UPDATE: Aspirin could cut colorectal cancer, study finds
A new study shows that low doses of aspirin taken to lower the risk of heart attacks and strokes can also lower the risk of colorectal cancer (colon cancer).
A team of researchers from Oxford University found it cut cases by a quarter and deaths by more than a third in a review of 14,000 patients.
For the study researchers reexamined data from four randomized trials, evaluating the ability of aspirin to prevent vascular disease and to find out aspirin’s effect on colorectal cancer.
Over a time frame of approximately 20 years, 391 of the trial participants, or 2.8%, developed bowel cancer. Aspirin was shown to reduce the risk of the disease by 24% and cut death rates by 35%.
Aspirin blocks the effects of proteins that help activate inflammation and are linked to a number of different types of cancer.
Previous studies have determined a daily dose of at least 500 milligrams of aspirin could prevent colon cancer, but the harmful effects of such a high dose outweighed the benefits. Now, researchers say a low dose, equivalent to a baby or regular aspirin, also appears to work.

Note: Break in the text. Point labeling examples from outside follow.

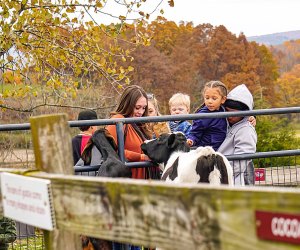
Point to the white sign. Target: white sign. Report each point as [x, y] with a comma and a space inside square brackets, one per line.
[27, 200]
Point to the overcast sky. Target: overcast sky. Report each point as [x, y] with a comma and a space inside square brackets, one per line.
[252, 17]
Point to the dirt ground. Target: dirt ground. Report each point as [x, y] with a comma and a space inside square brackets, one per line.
[16, 158]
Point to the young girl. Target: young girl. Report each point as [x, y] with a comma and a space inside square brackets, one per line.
[179, 104]
[210, 131]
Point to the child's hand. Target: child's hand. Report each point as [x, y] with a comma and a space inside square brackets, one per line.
[252, 120]
[190, 142]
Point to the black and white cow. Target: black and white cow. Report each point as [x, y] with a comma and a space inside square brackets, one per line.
[182, 165]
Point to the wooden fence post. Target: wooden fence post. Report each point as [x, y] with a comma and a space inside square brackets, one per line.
[52, 148]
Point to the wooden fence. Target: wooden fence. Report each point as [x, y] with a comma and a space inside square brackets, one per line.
[154, 213]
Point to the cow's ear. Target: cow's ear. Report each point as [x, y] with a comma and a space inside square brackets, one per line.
[171, 141]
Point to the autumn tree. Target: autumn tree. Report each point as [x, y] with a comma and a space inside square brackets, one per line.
[54, 47]
[288, 88]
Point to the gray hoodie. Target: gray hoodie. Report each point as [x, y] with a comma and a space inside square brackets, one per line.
[241, 138]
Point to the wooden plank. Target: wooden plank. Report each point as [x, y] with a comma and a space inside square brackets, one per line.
[169, 216]
[52, 149]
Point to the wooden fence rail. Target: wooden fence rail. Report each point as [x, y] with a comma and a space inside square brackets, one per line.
[168, 216]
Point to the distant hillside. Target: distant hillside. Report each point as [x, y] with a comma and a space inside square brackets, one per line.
[276, 38]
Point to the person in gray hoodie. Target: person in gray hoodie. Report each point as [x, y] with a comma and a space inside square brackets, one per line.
[241, 137]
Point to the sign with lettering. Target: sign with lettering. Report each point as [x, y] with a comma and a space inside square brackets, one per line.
[27, 200]
[278, 226]
[260, 174]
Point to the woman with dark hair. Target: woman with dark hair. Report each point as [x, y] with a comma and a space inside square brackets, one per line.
[133, 103]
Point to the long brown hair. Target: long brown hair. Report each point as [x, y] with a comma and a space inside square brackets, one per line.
[127, 103]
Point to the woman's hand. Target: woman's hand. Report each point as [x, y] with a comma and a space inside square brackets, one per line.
[252, 120]
[145, 157]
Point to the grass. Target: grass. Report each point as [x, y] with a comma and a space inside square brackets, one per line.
[29, 243]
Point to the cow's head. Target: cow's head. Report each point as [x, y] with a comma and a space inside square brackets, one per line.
[160, 149]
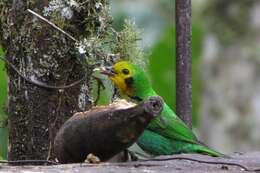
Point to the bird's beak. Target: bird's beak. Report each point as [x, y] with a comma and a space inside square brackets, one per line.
[109, 71]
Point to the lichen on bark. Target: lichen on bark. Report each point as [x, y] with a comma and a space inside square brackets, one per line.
[42, 53]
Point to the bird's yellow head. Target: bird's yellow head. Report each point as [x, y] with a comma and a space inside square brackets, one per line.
[121, 74]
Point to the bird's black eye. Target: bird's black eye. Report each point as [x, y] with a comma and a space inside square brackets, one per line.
[125, 71]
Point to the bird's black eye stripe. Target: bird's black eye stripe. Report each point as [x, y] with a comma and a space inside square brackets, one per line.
[125, 71]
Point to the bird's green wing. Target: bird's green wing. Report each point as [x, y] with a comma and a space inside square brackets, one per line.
[171, 126]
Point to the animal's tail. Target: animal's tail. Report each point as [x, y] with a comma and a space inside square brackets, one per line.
[206, 150]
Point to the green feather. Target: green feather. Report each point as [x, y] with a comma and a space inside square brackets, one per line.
[167, 133]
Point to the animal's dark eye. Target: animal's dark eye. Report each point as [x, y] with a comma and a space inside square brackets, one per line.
[125, 71]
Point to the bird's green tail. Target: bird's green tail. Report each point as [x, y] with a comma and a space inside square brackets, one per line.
[205, 150]
[158, 145]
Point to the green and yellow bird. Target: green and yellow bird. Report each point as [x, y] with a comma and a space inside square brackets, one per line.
[165, 135]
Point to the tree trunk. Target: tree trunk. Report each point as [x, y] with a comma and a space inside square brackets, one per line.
[183, 61]
[41, 53]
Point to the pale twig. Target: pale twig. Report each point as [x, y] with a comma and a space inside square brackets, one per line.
[53, 25]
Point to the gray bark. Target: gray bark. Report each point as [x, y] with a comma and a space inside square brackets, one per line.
[41, 53]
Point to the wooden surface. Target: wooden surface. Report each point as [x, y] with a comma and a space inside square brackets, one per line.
[250, 160]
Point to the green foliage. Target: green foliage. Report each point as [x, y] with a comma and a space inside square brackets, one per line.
[162, 64]
[126, 44]
[3, 116]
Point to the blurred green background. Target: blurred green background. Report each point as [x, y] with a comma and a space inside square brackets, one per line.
[226, 63]
[3, 116]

But experts say aspirin’s side effects of bleeding and stomach problems are too troublesome for people who aren’t at high risk of the disease to start taking the drug for that reason alone.
Most colorectal cancers start as benign polyps and screening programmes reduce the incidence of bowel cancer by removing these early growths.
Colorectal cancer is the second most common cancer in developed countries, with approximately one million new cases and 600 000 deaths around the world annually.